98.9.16放送

「五月闇」


Key Word : 過去の重み




火付盗賊改方の腕利き密偵伊三次と、岡場所の女およね。およね自身が盗賊改メの手伝いをしたこともあり、長谷川平蔵の媒酌で夫婦になるのを勧められたほどの仲である。

このおよねのいる岡場所に、同じ「いささん」が遊びに現れた。胸に長い傷があるこの男は、実は伊三次とは旧知であり、2人の間には過去があった。
男を急ぎばたらきの兇賊と知る伊三次は平蔵にこの事を報告するが、過去まで全て語ることはできない。

歯切れの悪い伊三次に全権を委任する平蔵。
困惑する伊三次。
そして事は急展開する。

鬼平に何度か出てくるフレーズがある。

女という生きものは、
過去(むかし)もなく、将来(ゆくすえ)もなく、
現在(いま)があるのみだ
逆に言えば男には、現在だけでなく将来や過去があるということ。過去を引きずってしまった伊三次は、自分の過去を支えきれずに命を落とす。
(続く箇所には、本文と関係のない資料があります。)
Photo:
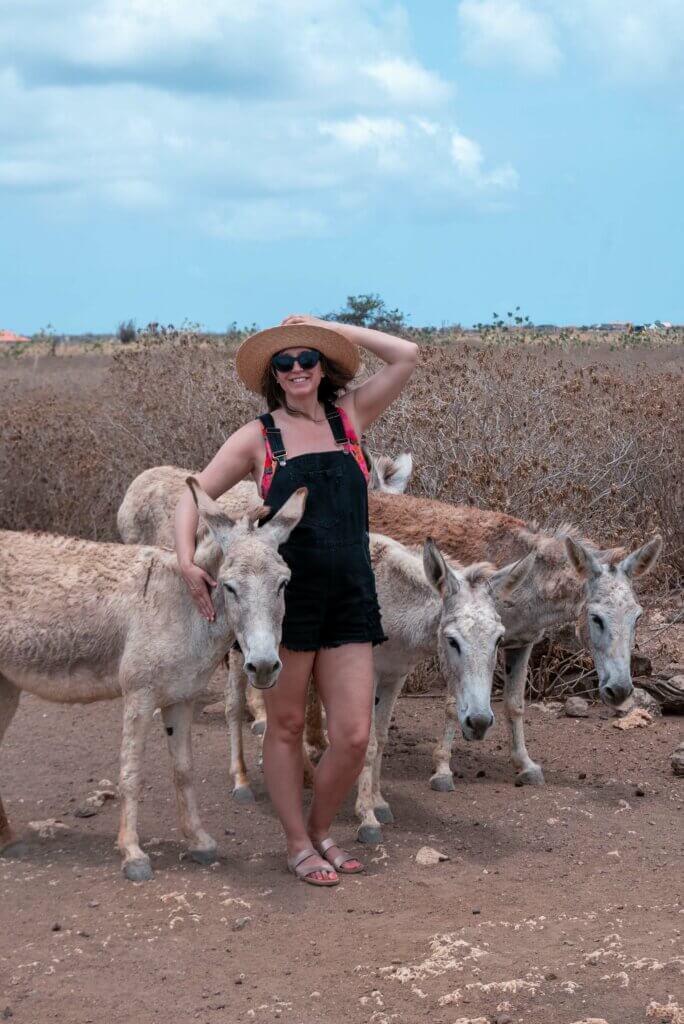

この一件が終わり、伊三次の枕頭に詰め切ろうとする平蔵。あの平蔵だ。文章中に一言も書かれていないのだが、こうなることは推測できたに違いない。伊三次を救う手だてを思いつけなかった平蔵。そして平蔵はこの後の事件にて伊三次の名を呼び、また深く心を痛めることになるのだ。

さて、うさぎこと木村忠吾とこの伊三次は、歳も近く大の仲良しであった。忠吾は平蔵の許しを得て、伊三次を自分の菩提所へ葬り、何度か足を運んでいる。